1. **Utilize** an all purpose app (`swiss-army-knife`) to run bioinformatics jobs using `dx run` on files in a DNAnexus project
1. **Utilize** multiple inputs in a Swiss Army Knife job.
1. **Explain** and **utilize** multiple options in a Swiss Army Knife job. 
1. **Wrap** R and Python scripts using a bash script to run it on the cloud using `dx run`
1. **Tag** output files on the platform for downstream use.

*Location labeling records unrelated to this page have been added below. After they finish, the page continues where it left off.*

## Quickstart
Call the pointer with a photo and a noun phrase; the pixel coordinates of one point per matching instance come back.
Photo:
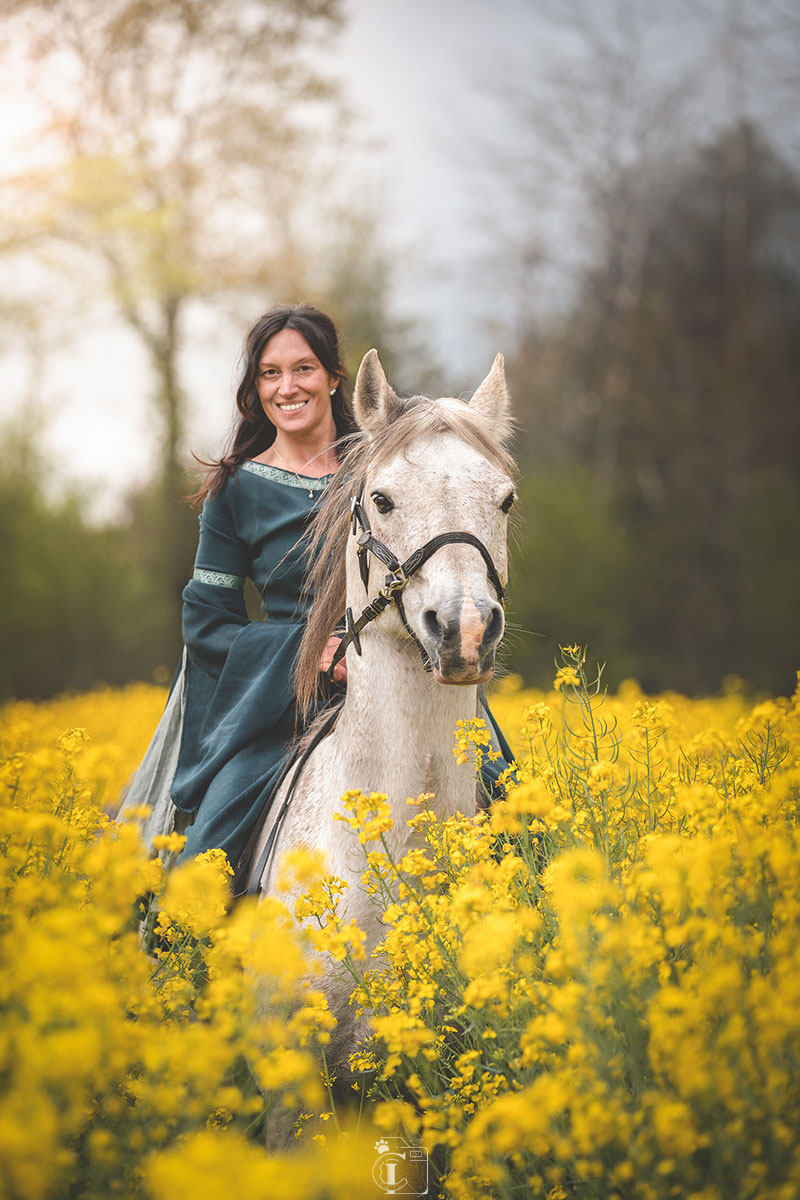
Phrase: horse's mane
(326, 580)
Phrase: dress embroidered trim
(310, 483)
(217, 579)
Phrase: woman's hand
(340, 670)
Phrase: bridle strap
(398, 576)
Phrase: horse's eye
(382, 502)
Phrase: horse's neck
(397, 729)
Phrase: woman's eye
(382, 502)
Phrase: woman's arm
(214, 599)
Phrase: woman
(222, 741)
(223, 736)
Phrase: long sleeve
(214, 600)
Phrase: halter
(398, 577)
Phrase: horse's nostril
(494, 627)
(433, 627)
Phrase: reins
(397, 579)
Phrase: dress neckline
(306, 483)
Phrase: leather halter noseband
(398, 576)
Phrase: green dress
(239, 711)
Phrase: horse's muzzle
(461, 640)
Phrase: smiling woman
(230, 715)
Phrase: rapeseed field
(589, 990)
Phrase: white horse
(422, 468)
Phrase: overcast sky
(423, 76)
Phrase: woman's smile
(294, 387)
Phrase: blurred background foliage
(656, 396)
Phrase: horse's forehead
(440, 457)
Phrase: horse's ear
(491, 401)
(374, 403)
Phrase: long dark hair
(253, 431)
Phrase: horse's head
(435, 468)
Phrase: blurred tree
(707, 429)
(77, 609)
(190, 156)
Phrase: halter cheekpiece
(397, 577)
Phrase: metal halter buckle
(395, 582)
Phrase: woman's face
(294, 387)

## Doing Bioinformatics with the Swiss Army Knife (SAK) App

Let's focus on key bioinformatics tasks we need to accomplish. To make things easier, we'll be using [Swiss Army Knife](https://platform.dnanexus.com/app/swiss-army-knife), which is an app on the platform that contains a number of commonly used bioinformatics utilities, including:

:::{.column-body layout-ncol="2"}

- `bcftools` 
- `bedtools` 
- `BGEN` 
- `bgzip` 
- `BOLT-LMM`
- `Picard` 
- `Plato` 
- `plink` 
- `plink2` 
- `QCTool` 
- `REGENIE` 
- `sambamba` 
- `samtools` 
- `seqtk` 
- `tabix` 
- `vcflib` 
- `vcftools` 

:::

Swiss Army Knife also contains R and Python 3.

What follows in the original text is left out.